Antithèse du savoir philosophique qui s’oppose à la
croyance superstitieuse que symbolise l’oracle.
TRANSITION :
« Ce détournement du conte traditionnel permet à
Voltaire de transformer le genre léger en arme pour
son combat philosophique. »
III – Un conte philosophique
A) Les artifices du langage
Dénonciation des apparences : il y a un décalage
entre les mots et les choses. Ce soupçon
apparaissait d’ailleurs déjà sur le nom du héros.
Il devient évident chez le baron où tout n’est
qu’illusion.
« C’est, je crois, pour cette raison qu’on le nommait
Candide » : le lien nom/caractère est douteux.
Tous les chiens deviennent « une meute dans le
besoin »
« ses palefreniers étaient ses piqueurs »
« le vicaire du village était son grand aumônier »
Le rapport d’identité que crée le verbe être est ici
faussé. Tout est dans les mots, la réalité est bien
décevante.
« ils l’appelaient monseigneur » : le titre est trop
élevé pour un baron. Même logique, les mots qu’on
met sur les choses ne correspondent pas.
B) Dénonciation de la vanité de la noblesse
Cette noblesse cache derrière la rhétorique des
apparences un ridicule profond. Le terrible baron
n’est en fin de compte qu’un bouffon.
Plus grave, ils sont arc-boutés sur leurs privilèges,
leur caste
Quitte à mener une vie moralement douteuse.
« Ils riaient quand ils faisaient des contes »

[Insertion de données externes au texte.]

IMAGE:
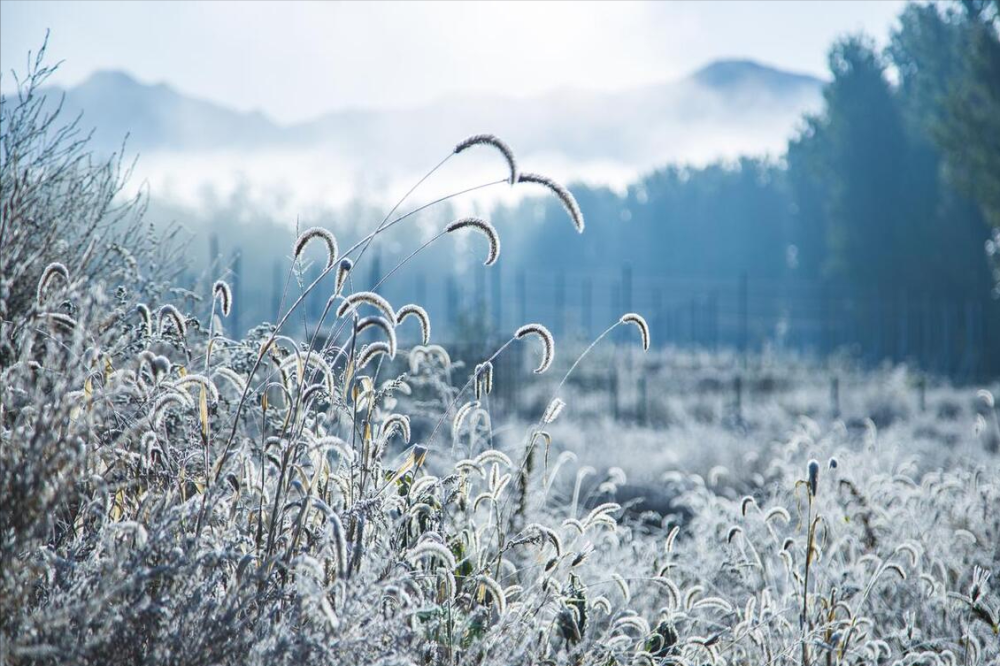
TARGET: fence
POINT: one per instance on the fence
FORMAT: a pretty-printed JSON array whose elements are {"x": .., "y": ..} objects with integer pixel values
[{"x": 750, "y": 314}]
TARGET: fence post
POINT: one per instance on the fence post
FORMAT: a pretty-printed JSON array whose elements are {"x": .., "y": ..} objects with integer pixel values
[
  {"x": 276, "y": 286},
  {"x": 626, "y": 290},
  {"x": 522, "y": 298},
  {"x": 738, "y": 386},
  {"x": 835, "y": 397},
  {"x": 497, "y": 298},
  {"x": 560, "y": 318},
  {"x": 237, "y": 304},
  {"x": 744, "y": 317}
]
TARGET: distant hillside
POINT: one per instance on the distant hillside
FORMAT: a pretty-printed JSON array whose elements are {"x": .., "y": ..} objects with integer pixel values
[{"x": 726, "y": 109}]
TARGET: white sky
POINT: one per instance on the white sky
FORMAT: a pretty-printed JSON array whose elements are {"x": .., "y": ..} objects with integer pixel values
[{"x": 294, "y": 61}]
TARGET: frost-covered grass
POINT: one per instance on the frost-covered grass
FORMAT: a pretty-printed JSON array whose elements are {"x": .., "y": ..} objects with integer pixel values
[{"x": 172, "y": 494}]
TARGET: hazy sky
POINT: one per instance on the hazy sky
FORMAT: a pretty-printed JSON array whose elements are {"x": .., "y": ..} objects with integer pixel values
[{"x": 296, "y": 60}]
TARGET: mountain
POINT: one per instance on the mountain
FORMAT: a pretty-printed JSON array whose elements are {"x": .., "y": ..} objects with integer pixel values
[
  {"x": 723, "y": 110},
  {"x": 157, "y": 117}
]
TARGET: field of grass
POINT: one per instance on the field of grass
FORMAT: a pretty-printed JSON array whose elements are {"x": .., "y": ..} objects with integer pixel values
[{"x": 173, "y": 495}]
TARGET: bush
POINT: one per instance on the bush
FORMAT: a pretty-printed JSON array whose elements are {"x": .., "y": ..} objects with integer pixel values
[{"x": 173, "y": 495}]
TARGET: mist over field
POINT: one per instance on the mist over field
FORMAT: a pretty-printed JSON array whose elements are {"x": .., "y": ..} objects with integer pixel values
[{"x": 491, "y": 333}]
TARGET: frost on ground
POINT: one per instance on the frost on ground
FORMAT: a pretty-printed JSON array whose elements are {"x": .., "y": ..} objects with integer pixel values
[{"x": 172, "y": 494}]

Les règles des généalogies sont ridiculisées par
l’hyperbole des 71 quartiers associée à la négation
déceptive « ne…que » comme si ce chiffre
immense n’était rien.
Comme l’attestent les ragots des domestiques et la
bâtardise de Candide.
C) La dénonciation de l’optimisme
Le contexte allemand et la philosophie optimiste
renvoient à la philosophie de Leibniz
Leibniz né en Allemagne à Leipzig. Voltaire
emprunte à sa Théodicée les expressions « meilleur
des mondes possibles » « raisons et causes »
« raison suffisante »
Voltaire offre au philosophe un porte-parole
ridicule en la personne de Pangloss qui mélange
tout dans son discours.
Son discours mélange détails vestimentaires
(lunettes et chausses) architecturaux (pierres et
châteaux) et alimentaires (porc). Ce porc arrive
d’ailleurs après un « et » qui semble annoncer la
conclusion d’un discours logique !
Discours qui souffre d’une logique renversée qui
confond cause et conséquence et s’apparente de
près au sophisme.
Nez faits pour les lunettes, jambes pour les chausses
 C’est l’inverse !
Plus son discours avance et plus il se dégrade
d’ailleurs car il s’enfonce dans l’absurde
Les pierres sont faites pour être taillées donc on fait
des châteaux (on attendrait « donc on les tailles »)
et donc Monseigneur a un château (aucun rapport)
Et même dans la mauvaise foi.
Les porcs sont faits pour être mangés (!) donc on en
mange toute l’année : le porc est une viande bon
marché. La philosophie est un cache-misère.